Task feedback during the drives could also influence drivers’ BAC estimations. For example, drivers who experienced a crash during a drive might view themselves as more intoxicated and thus estimate higher BACs. However, supplemental analyses tested the relationships between accidents in the simulator and drivers’ BAC estimations and did not yield support for the hypothesis that crashes might be associated with higher BAC estimations.
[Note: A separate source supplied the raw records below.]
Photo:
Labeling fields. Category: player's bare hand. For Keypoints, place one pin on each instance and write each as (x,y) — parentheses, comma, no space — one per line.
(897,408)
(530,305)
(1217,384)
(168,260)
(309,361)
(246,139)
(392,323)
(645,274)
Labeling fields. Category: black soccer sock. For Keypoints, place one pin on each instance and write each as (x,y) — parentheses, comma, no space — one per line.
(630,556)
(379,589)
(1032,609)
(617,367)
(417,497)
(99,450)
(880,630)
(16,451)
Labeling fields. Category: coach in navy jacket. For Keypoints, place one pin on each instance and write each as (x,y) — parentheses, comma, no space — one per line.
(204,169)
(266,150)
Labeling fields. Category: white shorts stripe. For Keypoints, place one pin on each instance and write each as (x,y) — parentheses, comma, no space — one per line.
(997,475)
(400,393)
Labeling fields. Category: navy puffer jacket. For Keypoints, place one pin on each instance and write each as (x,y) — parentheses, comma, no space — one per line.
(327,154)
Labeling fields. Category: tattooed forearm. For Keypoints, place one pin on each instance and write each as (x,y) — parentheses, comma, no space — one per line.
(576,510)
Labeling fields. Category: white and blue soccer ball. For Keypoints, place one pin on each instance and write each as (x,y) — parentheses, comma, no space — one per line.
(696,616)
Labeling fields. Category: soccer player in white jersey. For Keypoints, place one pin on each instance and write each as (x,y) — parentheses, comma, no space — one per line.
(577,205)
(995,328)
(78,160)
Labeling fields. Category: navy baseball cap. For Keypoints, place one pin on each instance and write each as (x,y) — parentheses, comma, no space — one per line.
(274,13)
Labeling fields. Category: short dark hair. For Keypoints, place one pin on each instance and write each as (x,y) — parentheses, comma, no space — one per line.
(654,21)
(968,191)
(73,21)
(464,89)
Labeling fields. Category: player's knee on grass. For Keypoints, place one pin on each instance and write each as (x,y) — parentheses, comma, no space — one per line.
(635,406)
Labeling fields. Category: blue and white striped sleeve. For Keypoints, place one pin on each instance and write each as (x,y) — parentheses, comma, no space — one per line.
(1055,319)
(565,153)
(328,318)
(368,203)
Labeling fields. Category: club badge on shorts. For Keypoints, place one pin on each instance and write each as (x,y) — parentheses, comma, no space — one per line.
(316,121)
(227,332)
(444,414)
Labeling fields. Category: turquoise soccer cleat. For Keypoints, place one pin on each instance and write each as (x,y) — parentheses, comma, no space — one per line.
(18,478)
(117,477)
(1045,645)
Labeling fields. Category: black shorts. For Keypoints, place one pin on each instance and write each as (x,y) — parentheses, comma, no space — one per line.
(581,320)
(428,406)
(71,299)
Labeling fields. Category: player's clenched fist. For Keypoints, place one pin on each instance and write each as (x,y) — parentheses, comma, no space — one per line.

In conclusion, the findings of the present study demonstrate that drivers’ estimates of their BAC could serve as a useful predictive marker of who is likely to take risks behind the wheel while drinking and who is not. Although factors thought to contribute to DUI-related MVCs have been identified (Zador et al. 2000; Ryb et al. 2006; Hubicka et al. 2010), the distinct cognitive-behavioral mechanisms that function to increase risk-taking or impair skill are not well understood (but see Laude and Fillmore 2015), including those relevant to BAC estimation error. Future research should aim to identify mechanisms underlying these broader constructs while maintaining the fundamental distinction between drivers’ risk-taking and their skill level.